The news also means that the Hujar Archive will depart its longtime representative, Pace Gallery, which last mounted a solo show for Hujar at its 125 Newbury location in Tribeca in September 2023. The late artist’s archive had been represented by Pace/MacGill, a separate photography-focused gallery that was merged into Pace in 2020, since 2013.
Ales Ortuzar, the gallery’s founder, said he still recalls the first time he saw Hujar’s work nearly two decades ago, when Maureen Paley mounted an exhibition of the artist in London in 2008. “It’s work that has lived with me ever since—in my consciousness,” he said. “I’ve really cared deeply about it.”
He added, “Without sounding cheesy, it’s one of these situations where one has to sort of pinch oneself in excitement because Hujar is an artist I’ve cared about deeply for so long, and it’s a joy to welcome the archive into the gallery.”
The representation deal with Hujar’s archive and foundation, Ortuzar said, “happened in a very natural way.

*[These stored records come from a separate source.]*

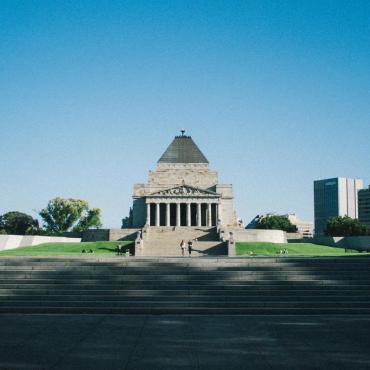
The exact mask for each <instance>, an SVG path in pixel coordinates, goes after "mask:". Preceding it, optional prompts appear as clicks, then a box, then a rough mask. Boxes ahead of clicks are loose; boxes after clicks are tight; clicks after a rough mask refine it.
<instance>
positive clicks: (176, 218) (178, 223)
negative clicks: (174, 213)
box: [176, 203, 181, 226]
mask: <svg viewBox="0 0 370 370" xmlns="http://www.w3.org/2000/svg"><path fill="white" fill-rule="evenodd" d="M180 216H181V212H180V203H176V226H181V219H180V218H181V217H180Z"/></svg>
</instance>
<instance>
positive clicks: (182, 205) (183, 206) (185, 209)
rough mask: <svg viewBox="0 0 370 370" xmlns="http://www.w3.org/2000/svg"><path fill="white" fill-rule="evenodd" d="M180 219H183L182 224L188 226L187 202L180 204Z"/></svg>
mask: <svg viewBox="0 0 370 370" xmlns="http://www.w3.org/2000/svg"><path fill="white" fill-rule="evenodd" d="M180 220H181V223H180V225H181V226H186V204H185V203H181V204H180Z"/></svg>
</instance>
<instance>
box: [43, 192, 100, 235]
mask: <svg viewBox="0 0 370 370" xmlns="http://www.w3.org/2000/svg"><path fill="white" fill-rule="evenodd" d="M39 215H40V217H41V218H42V220H43V221H44V228H45V230H46V231H47V232H49V233H52V234H62V233H64V232H66V231H84V230H87V229H89V228H92V227H97V228H98V227H101V226H102V223H101V220H100V209H98V208H92V209H89V204H88V203H87V202H86V201H85V200H82V199H71V198H69V199H64V198H59V197H57V198H54V199H52V200H50V201H49V203H48V205H47V206H46V208H44V209H43V210H41V211H40V213H39Z"/></svg>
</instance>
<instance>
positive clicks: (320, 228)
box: [314, 177, 363, 236]
mask: <svg viewBox="0 0 370 370" xmlns="http://www.w3.org/2000/svg"><path fill="white" fill-rule="evenodd" d="M361 189H363V181H362V180H360V179H347V178H344V177H336V178H333V179H326V180H317V181H314V208H315V235H316V236H322V235H324V234H325V229H326V223H327V221H328V219H329V218H330V217H335V216H349V217H351V218H358V192H359V190H361Z"/></svg>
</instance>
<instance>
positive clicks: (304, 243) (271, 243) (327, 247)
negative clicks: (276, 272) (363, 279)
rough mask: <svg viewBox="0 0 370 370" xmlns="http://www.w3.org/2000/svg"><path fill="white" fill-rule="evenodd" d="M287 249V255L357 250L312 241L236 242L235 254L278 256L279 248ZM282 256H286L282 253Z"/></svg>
mask: <svg viewBox="0 0 370 370" xmlns="http://www.w3.org/2000/svg"><path fill="white" fill-rule="evenodd" d="M282 249H287V250H288V256H348V255H356V254H357V255H358V254H359V252H358V251H355V250H350V249H343V248H334V247H328V246H325V245H318V244H312V243H287V244H274V243H257V242H250V243H236V255H237V256H243V255H255V256H274V257H276V256H280V253H279V252H280V250H282ZM283 256H286V254H284V255H283Z"/></svg>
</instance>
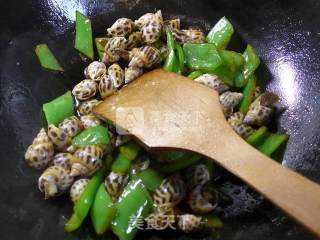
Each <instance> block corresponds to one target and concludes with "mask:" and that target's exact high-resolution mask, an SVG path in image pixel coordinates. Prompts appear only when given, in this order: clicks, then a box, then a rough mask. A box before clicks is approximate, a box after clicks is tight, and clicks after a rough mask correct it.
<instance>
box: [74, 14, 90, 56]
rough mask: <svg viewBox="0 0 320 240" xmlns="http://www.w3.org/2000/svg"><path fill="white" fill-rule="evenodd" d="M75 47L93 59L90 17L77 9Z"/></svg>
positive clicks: (82, 52) (76, 17) (81, 51)
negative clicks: (77, 9)
mask: <svg viewBox="0 0 320 240" xmlns="http://www.w3.org/2000/svg"><path fill="white" fill-rule="evenodd" d="M74 47H75V49H77V50H78V51H79V52H81V53H82V54H84V55H85V56H87V57H88V58H90V59H91V60H93V57H94V51H93V41H92V28H91V21H90V19H89V18H88V17H86V16H85V15H83V14H82V13H80V12H79V11H76V40H75V45H74Z"/></svg>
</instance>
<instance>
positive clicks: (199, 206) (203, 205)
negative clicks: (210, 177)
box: [188, 185, 218, 213]
mask: <svg viewBox="0 0 320 240" xmlns="http://www.w3.org/2000/svg"><path fill="white" fill-rule="evenodd" d="M188 205H189V207H190V209H191V210H192V211H193V212H197V213H208V212H211V211H212V210H214V209H215V208H216V207H217V205H218V201H217V194H216V192H215V191H214V190H212V189H211V188H209V187H206V186H204V185H197V186H195V187H194V188H193V189H192V190H191V192H190V193H189V196H188Z"/></svg>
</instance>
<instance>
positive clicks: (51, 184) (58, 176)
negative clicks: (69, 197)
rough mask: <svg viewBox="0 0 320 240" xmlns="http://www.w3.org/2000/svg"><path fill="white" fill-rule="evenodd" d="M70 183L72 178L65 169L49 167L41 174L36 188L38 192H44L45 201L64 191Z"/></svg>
mask: <svg viewBox="0 0 320 240" xmlns="http://www.w3.org/2000/svg"><path fill="white" fill-rule="evenodd" d="M72 182H73V177H72V176H70V174H69V172H68V170H67V169H65V168H63V167H61V166H51V167H49V168H47V169H46V170H45V171H44V172H43V173H42V174H41V176H40V178H39V180H38V186H39V189H40V191H41V192H44V194H45V198H46V199H47V198H50V197H54V196H57V195H59V194H61V193H63V192H64V191H66V190H67V189H68V188H69V187H70V186H71V184H72Z"/></svg>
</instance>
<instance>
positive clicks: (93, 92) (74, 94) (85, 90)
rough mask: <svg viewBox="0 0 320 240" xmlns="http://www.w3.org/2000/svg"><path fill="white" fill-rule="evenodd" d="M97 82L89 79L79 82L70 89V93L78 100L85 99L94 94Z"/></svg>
mask: <svg viewBox="0 0 320 240" xmlns="http://www.w3.org/2000/svg"><path fill="white" fill-rule="evenodd" d="M97 86H98V85H97V83H96V82H95V81H93V80H90V79H85V80H82V81H81V82H79V83H78V84H77V85H76V86H75V87H74V88H73V90H72V94H73V95H74V96H75V97H76V98H77V99H79V100H87V99H89V98H92V97H93V96H94V95H96V92H97Z"/></svg>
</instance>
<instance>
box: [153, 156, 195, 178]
mask: <svg viewBox="0 0 320 240" xmlns="http://www.w3.org/2000/svg"><path fill="white" fill-rule="evenodd" d="M200 159H201V156H200V155H198V154H193V155H192V156H191V157H189V158H185V159H180V160H178V161H175V162H172V163H167V164H162V165H161V166H159V168H158V170H159V171H160V172H162V173H165V174H171V173H175V172H178V171H180V170H181V169H184V168H187V167H189V166H191V165H193V164H195V163H196V162H198V161H199V160H200Z"/></svg>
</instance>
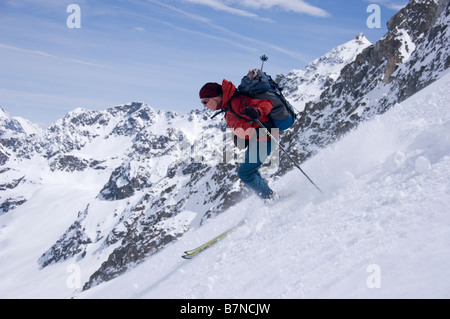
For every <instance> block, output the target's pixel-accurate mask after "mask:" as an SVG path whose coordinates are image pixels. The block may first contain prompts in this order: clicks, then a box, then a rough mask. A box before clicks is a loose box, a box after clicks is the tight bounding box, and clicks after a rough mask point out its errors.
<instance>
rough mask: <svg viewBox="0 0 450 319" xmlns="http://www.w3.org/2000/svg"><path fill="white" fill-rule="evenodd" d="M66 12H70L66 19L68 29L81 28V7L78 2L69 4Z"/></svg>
mask: <svg viewBox="0 0 450 319" xmlns="http://www.w3.org/2000/svg"><path fill="white" fill-rule="evenodd" d="M66 11H67V12H69V13H71V14H70V15H69V16H68V17H67V20H66V25H67V27H68V28H69V29H74V28H76V29H79V28H81V8H80V6H79V5H78V4H69V5H68V6H67V10H66Z"/></svg>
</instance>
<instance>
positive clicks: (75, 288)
mask: <svg viewBox="0 0 450 319" xmlns="http://www.w3.org/2000/svg"><path fill="white" fill-rule="evenodd" d="M66 272H68V273H70V275H69V276H67V279H66V285H67V288H69V289H80V288H81V267H80V266H78V265H77V264H70V265H69V266H67V268H66Z"/></svg>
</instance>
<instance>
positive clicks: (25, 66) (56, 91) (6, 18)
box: [0, 0, 407, 127]
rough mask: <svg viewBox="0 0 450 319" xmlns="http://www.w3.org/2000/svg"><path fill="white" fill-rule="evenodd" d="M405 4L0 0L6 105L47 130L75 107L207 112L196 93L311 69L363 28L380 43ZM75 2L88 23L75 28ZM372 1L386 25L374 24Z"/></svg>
mask: <svg viewBox="0 0 450 319" xmlns="http://www.w3.org/2000/svg"><path fill="white" fill-rule="evenodd" d="M406 3H407V0H373V1H370V0H341V1H338V0H323V1H318V0H304V1H302V0H166V1H156V0H135V1H133V0H131V1H123V0H69V1H65V0H22V1H20V0H18V1H15V0H14V1H13V0H0V106H1V107H3V108H4V109H5V110H6V111H7V112H8V113H10V114H11V115H14V116H21V117H24V118H26V119H29V120H31V121H32V122H35V123H38V124H41V125H42V126H43V127H46V126H47V125H49V124H51V123H53V122H54V121H56V120H57V119H59V118H62V117H63V116H64V115H65V114H66V113H67V112H69V111H70V110H73V109H75V108H77V107H83V108H87V109H91V110H103V109H106V108H108V107H112V106H116V105H121V104H125V103H128V102H132V101H142V102H145V103H147V104H149V105H150V106H152V107H153V108H155V109H157V110H159V109H163V110H172V111H177V112H179V113H185V112H188V111H190V110H192V109H196V108H197V109H198V108H201V107H202V106H201V104H200V103H199V99H198V91H199V89H200V87H201V86H202V85H203V84H204V83H206V82H221V81H222V79H223V78H226V79H228V80H230V81H232V82H234V83H237V84H238V83H239V81H240V79H241V77H242V76H243V75H244V74H245V73H246V72H247V71H248V70H249V69H250V68H257V67H260V65H261V61H260V60H259V57H260V56H261V55H262V54H266V55H267V56H268V57H269V61H268V62H266V64H265V66H264V70H265V71H266V72H267V73H269V74H271V75H273V76H275V75H276V74H280V73H281V74H286V73H288V72H289V71H290V70H292V69H300V68H303V67H304V66H305V65H306V64H308V63H309V62H311V61H312V60H314V59H315V58H318V57H320V56H321V55H323V54H324V53H326V52H328V51H329V50H331V49H332V48H334V47H336V46H337V45H340V44H342V43H345V42H347V41H349V40H351V39H352V38H353V37H354V36H356V35H357V34H358V33H360V32H363V33H364V34H365V35H366V37H367V38H368V39H369V40H370V41H371V42H372V43H375V42H376V41H377V40H379V39H380V38H381V37H382V36H383V35H384V34H385V33H386V31H387V30H386V22H387V21H388V19H389V18H390V17H392V16H393V15H394V14H395V13H396V12H397V11H398V10H399V9H400V8H401V7H402V6H404V5H406ZM70 4H77V5H78V6H79V8H80V26H81V27H80V28H68V26H67V23H66V21H67V18H68V17H69V16H70V15H71V14H72V13H73V11H70V12H67V7H68V6H69V5H70ZM370 4H378V5H379V6H380V8H381V11H380V12H381V28H372V29H371V28H369V27H368V26H367V23H366V20H367V18H368V17H369V16H370V15H371V13H370V12H369V13H368V12H367V11H366V10H367V7H368V6H369V5H370Z"/></svg>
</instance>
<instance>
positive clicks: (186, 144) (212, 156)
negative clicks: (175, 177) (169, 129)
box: [175, 124, 280, 174]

The estate got in touch with us, and we realized we had a lot of shared values. They had seen the work that we’ve done with certain artists in the States, from Joey Terrill to Suzanne Jackson.”
Peter Hujar, David Wojnarowicz Smoking, 1981.
©2026 The Peter Hujar Archive, LLC/Courtesy Fraenkel Gallery, San Francisco, and Ortuzar, New York
Hujar will be the first photographer that Ortuzar will represent since its founding in 2018. “He’s undeniably one of the great photographers of the 20th century—one of the great portraitists,” Ortuzar said, noting his now iconic images of the likes of Susan Sontag, Paul Thek, Fran Lebowitz, William S. Burroughs, John Waters, Candy Darling, and David Wojnarowicz. “In terms of fitting the program, it’s really about excellence, and Hujar’s is undeniable.”
Hujar’s work has recently had a resurgence. Filmmaker Ira Sachs directed a 2025 biopic on the artist, with Ben Whishaw playing Hujar, and Liveright reissued his 1967 book Portraits in Life and Death, which established Hujar as one of the top talents of his generation. This year, the Morgan Library and Museum will open “Hujar: Contact,” focusing on its holdings of over 5,700 of the artist’s contact sheets, while the Gropius Bau will mount an exhibition, curated by Eva Respini, pairing Hujar’s work with that of Liz Deschenes.
Last year also saw his work feature in multiple high-profile museum exhibitions, like “Queer Histories” at the Museu de Arte de São Paulo and “Susan Sontag: Seeing and being seen” at the Kunsthalle Bonn in Germany. Recent solo exhibitions include ones at Raven Row in London (2025), the Art Institute of Chicago (2023), and a collateral event to the 2024 Venice Biennale.

Peter Hujar, Candy Darling on Her Deathbed, 1973.
©2026 The Peter Hujar Archive, LLC/Courtesy Fraenkel Gallery, San Francisco, and Ortuzar, New York
In an Art in America article reflecting on Hujar’s resurrection, art historian Jackson Davidow wrote, “[Hujar] is increasingly becoming a figure of pop art history, a fascinating case study in photographic subjectivity and identity from an era when the New York photography, art, and queer worlds had forged fraught yet flirtatious relationships.”
Ortuzar will mount its two concurrent exhibitions for Hujar this spring. The first, titled “The Gracie Mansion Show Revisited,” will re-create a Hujar exhibition mounted at the East Village gallery Gracie Mansion in 1986, a year before his death from AIDS-related complications. An iteration of that exhibition was mounted by last fall, and Ortuzar said the upcoming 40th anniversary of the now iconic exhibition prompted him to bring it back to New York.
The second will be a group exhibition focusing on artists of Hujar’s circle, curated by critic Andrew Durbin, who in April will publish The Wonderful World That Almost Was: A Life of Peter Hujar and Paul Thek, about the two artists’ decadeslong relationship. The exhibition, Ortuzar said, is “really explaining and reexplaining Peter and his context, his world, and his influence for a new generation of people who are new to the work who might not understand the context out of which this work evolved. That’s what we want to show.”